19 March 2010


I have a working theory that the better Alfred Hitchcock got as a filmmaker, the worse he got as a director. The more he gained mastery over the parts he cared about, the more myopic his vision of the film as a whole got, and things like performance, pacing, and rhythm went right out the window. According to Wikipedia, Lifeboat is Hitch's 31st film, with 23 more to follow, and coming as it does roughly halfway through his career it seems to support my theory at least incidentally. The casualties of Hitch's later genius do not suffer here, with some pretty solid performances and tight pacing. The film is downright exciting from the first frame to the last, and although the camera shies from the darker moments the story definitely does not.
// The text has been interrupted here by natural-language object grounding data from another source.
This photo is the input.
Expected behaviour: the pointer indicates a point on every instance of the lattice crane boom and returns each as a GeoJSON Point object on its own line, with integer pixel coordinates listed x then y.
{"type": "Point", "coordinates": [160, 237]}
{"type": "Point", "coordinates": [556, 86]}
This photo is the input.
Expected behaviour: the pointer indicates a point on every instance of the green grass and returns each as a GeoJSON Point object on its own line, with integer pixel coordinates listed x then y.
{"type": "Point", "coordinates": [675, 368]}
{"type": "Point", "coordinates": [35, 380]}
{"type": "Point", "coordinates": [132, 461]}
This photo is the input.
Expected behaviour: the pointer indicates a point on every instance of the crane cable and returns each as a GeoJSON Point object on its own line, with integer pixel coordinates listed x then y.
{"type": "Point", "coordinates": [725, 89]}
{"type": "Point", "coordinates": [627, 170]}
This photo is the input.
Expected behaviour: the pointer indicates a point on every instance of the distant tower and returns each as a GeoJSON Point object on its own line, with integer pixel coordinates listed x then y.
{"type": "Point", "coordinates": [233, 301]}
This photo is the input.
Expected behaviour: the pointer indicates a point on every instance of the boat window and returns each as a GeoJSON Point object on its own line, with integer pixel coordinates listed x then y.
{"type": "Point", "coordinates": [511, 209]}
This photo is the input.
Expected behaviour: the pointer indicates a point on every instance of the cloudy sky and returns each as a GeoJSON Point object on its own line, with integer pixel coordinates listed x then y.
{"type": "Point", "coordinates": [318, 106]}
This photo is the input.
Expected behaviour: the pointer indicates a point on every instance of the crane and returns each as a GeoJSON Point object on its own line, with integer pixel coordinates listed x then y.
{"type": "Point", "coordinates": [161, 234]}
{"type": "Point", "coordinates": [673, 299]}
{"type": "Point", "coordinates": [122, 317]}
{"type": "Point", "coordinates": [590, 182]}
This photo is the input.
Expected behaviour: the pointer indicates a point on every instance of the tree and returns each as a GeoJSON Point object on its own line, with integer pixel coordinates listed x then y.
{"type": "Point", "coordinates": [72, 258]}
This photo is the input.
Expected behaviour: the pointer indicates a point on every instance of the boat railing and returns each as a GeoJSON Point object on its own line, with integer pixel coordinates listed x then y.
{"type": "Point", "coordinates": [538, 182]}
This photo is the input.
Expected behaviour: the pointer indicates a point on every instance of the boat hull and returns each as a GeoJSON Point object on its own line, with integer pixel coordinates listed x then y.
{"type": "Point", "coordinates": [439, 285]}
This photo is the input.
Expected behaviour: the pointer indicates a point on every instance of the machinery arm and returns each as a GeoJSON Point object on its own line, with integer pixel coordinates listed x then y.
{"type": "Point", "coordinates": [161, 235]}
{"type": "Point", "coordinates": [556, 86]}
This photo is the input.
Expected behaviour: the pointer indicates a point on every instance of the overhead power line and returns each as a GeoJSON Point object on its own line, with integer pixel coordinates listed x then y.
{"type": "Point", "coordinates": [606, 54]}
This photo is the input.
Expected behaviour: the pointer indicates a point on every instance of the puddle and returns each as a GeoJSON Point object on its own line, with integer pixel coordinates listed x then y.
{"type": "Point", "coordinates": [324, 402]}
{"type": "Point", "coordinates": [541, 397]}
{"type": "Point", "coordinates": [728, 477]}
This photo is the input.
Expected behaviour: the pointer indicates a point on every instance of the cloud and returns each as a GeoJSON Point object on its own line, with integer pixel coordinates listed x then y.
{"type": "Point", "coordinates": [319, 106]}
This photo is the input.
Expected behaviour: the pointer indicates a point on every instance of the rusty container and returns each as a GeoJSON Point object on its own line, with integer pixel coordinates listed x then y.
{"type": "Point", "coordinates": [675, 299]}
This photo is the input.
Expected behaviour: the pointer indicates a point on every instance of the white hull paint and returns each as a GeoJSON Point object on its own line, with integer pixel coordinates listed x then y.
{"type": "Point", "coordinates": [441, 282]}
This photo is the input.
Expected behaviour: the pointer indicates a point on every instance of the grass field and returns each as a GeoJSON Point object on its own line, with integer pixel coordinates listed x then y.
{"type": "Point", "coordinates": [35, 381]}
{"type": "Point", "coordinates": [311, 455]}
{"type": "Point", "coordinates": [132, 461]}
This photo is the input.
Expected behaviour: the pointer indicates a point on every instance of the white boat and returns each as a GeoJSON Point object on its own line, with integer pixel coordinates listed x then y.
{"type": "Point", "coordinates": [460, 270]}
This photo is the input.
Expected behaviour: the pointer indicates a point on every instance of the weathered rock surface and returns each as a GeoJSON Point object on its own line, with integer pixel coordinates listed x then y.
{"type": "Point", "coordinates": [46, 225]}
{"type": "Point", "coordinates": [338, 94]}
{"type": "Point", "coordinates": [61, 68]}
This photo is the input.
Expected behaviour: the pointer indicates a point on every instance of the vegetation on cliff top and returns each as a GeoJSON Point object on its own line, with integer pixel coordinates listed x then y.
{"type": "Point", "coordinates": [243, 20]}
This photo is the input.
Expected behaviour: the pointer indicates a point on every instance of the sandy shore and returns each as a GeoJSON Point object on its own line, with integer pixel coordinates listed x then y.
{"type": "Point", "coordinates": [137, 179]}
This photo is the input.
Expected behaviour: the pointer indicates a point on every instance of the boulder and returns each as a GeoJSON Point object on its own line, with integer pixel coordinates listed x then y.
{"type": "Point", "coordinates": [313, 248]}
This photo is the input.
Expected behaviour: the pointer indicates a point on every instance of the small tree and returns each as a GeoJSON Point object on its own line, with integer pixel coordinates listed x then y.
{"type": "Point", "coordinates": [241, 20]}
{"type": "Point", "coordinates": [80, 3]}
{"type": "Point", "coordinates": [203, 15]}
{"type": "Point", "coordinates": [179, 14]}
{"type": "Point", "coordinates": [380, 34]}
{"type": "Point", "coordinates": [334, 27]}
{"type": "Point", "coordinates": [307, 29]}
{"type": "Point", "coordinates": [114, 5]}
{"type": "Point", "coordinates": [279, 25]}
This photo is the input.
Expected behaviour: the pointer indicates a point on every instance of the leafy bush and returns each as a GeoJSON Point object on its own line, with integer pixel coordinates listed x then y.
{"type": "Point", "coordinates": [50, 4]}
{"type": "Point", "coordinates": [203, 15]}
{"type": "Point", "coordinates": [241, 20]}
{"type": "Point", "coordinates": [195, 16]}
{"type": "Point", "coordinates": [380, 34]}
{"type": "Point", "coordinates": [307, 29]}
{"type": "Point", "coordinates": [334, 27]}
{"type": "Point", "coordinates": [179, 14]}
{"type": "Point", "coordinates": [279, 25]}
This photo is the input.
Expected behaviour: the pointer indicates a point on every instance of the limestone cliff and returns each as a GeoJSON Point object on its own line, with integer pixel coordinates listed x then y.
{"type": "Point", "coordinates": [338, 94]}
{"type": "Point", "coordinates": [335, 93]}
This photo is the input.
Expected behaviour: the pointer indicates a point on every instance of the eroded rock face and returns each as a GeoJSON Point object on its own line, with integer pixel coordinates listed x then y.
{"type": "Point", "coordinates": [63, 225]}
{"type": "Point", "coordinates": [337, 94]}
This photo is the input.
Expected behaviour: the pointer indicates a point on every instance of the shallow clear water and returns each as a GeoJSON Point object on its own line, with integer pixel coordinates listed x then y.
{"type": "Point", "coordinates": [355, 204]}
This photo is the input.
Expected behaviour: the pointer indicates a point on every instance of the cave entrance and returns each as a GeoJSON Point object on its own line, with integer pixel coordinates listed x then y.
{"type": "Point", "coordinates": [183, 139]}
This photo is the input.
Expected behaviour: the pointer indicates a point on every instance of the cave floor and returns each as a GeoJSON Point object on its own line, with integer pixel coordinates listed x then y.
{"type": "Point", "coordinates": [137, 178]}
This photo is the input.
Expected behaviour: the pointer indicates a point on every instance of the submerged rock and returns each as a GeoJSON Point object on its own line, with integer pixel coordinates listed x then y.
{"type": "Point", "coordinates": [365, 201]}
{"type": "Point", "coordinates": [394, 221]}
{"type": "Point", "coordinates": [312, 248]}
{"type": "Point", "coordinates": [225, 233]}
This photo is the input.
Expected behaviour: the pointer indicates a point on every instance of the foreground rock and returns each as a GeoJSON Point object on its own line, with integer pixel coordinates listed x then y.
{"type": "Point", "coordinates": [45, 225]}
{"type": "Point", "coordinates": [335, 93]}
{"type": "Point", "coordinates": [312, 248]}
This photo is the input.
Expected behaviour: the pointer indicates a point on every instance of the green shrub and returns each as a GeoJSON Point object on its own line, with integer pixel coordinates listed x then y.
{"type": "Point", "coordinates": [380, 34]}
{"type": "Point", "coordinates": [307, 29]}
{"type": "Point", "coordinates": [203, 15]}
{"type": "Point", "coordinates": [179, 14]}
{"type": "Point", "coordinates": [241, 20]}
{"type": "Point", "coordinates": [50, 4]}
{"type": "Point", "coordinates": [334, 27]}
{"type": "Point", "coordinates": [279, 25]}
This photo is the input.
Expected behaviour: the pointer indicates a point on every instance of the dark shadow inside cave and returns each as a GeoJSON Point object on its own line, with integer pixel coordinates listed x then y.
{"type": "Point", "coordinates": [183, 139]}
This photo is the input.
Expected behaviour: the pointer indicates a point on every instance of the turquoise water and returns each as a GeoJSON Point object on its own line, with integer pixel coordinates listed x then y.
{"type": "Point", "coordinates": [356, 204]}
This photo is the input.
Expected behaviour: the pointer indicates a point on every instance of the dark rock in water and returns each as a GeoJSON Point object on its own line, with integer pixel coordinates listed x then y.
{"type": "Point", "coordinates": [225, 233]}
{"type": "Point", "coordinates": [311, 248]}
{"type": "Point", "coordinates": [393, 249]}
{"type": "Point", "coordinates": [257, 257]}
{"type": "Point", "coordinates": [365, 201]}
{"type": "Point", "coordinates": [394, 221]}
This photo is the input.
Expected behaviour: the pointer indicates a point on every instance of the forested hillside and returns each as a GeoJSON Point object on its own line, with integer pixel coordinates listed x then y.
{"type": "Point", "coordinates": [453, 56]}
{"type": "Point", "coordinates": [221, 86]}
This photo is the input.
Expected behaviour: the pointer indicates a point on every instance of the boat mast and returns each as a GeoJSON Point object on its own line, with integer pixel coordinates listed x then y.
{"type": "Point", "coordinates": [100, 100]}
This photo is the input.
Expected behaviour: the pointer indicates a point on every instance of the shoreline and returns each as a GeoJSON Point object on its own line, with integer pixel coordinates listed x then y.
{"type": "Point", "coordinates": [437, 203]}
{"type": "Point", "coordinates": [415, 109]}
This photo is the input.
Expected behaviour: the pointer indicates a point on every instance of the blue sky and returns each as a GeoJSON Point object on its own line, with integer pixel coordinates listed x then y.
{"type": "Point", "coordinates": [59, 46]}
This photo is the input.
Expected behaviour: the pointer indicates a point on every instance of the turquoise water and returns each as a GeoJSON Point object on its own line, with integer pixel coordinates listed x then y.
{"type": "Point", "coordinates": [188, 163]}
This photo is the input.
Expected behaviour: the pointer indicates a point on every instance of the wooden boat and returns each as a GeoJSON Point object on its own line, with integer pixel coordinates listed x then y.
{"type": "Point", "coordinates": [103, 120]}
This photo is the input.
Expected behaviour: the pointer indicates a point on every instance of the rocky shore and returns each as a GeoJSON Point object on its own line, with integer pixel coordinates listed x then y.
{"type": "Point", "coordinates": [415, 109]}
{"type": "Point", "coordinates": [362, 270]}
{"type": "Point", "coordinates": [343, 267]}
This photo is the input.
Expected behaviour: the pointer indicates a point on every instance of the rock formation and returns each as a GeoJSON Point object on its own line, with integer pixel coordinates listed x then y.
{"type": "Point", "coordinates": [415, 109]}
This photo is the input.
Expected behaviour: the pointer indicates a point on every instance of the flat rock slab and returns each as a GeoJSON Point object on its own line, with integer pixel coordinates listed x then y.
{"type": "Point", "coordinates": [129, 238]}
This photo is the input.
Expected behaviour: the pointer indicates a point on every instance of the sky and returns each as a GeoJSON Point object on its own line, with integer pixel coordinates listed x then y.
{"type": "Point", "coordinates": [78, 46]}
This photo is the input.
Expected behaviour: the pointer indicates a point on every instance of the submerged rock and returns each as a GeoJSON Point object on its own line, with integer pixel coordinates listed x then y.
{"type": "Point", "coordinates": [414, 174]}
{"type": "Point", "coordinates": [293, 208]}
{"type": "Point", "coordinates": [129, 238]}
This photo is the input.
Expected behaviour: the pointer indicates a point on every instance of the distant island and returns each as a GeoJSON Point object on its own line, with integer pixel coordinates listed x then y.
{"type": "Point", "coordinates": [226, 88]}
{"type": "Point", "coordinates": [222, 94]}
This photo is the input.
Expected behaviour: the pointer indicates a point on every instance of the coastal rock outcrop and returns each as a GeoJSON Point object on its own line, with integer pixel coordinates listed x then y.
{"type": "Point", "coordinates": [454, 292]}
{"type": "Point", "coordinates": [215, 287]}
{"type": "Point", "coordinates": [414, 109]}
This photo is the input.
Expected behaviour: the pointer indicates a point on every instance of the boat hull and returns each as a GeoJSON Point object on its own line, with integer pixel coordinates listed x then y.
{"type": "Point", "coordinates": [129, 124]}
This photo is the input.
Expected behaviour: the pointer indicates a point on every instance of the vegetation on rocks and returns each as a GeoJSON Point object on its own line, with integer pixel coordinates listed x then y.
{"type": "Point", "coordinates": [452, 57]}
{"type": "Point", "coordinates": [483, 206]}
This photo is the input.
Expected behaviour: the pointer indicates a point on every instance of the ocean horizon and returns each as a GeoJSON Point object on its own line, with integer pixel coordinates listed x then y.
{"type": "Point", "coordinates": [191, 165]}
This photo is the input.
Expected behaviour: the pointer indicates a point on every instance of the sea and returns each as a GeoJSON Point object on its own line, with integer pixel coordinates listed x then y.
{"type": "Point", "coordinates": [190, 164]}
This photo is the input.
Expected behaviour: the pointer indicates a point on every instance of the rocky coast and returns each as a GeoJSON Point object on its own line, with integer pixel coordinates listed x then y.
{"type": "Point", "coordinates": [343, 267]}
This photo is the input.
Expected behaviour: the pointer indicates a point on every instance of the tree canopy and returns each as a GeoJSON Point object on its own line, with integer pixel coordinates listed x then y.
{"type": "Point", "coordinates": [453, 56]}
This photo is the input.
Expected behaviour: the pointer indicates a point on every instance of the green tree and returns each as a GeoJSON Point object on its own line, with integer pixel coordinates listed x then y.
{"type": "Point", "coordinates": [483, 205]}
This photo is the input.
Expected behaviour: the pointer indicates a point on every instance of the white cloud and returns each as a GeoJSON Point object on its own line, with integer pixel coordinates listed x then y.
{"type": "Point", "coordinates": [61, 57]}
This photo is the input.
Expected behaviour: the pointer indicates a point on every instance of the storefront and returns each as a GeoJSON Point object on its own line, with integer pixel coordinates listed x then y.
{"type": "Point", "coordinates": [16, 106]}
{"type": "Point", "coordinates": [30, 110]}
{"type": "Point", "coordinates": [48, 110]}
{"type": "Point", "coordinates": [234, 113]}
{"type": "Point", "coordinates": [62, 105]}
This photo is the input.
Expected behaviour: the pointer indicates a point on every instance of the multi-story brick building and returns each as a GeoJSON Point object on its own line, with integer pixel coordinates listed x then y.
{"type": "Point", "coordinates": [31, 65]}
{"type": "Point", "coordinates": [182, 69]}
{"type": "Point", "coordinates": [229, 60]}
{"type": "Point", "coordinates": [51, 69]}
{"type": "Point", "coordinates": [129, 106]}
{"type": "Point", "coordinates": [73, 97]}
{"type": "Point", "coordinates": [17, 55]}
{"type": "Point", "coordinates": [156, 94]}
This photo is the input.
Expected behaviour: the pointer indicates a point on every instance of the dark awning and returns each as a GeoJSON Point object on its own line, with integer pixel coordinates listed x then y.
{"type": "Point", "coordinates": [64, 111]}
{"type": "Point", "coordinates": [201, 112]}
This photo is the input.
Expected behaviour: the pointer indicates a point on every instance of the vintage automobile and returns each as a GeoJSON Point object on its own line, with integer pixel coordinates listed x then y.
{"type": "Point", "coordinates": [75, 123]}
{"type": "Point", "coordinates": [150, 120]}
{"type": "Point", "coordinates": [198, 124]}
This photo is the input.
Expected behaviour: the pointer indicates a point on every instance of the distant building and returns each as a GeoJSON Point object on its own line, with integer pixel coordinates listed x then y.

The anti- or pro-war message of the film is interesting, especially Hitch's defense of writing a strong Nazi character in the middle of WWII as necessary to prove his point that "the Allies needed to stop bickering and work together to win the war." That, I can handle, and watching it 60 years later with a more even-keeled view of Germans in general I definitely could not have predicted whether or not Willi was going to turn on them or prove to be their salvation after all. The women in the story are given a reasonable shake, starting out as more than just girlfriends and wives and only devolving into lovers when desperation takes hold and everybody starts looking for someone to die with. In fact, I laughed right out loud when upper-class journalist Connie and rough, tattooed sailor Kovac skipped all the little back-and-forth flirtations and went straight from loathing each other to kissing furiously when they believed death was just around the corner. "We might as well go down together, Connie," he says. I wish I could say the charming Negro was as well handled, but at least he was a noble, respectable character, even if he was a two-dimensional one who knew his place. Hell, even Casablanca fucks that one up. (To be fair, they do agree to give him a vote in their "democracy" early on, without batting an eyelash. That's a little progressive, right?)

The story had the right blend of characters, from classes and races and genders and attitudes, without feeling artificial, and the events as they unfold are pretty great. Then again, I suppose working from Steinbeck makes that kind of easy. Anyway I'm thoroughly impressed and I'm glad this was the random movie I grabbed tonight out of my pile of should-watch movies.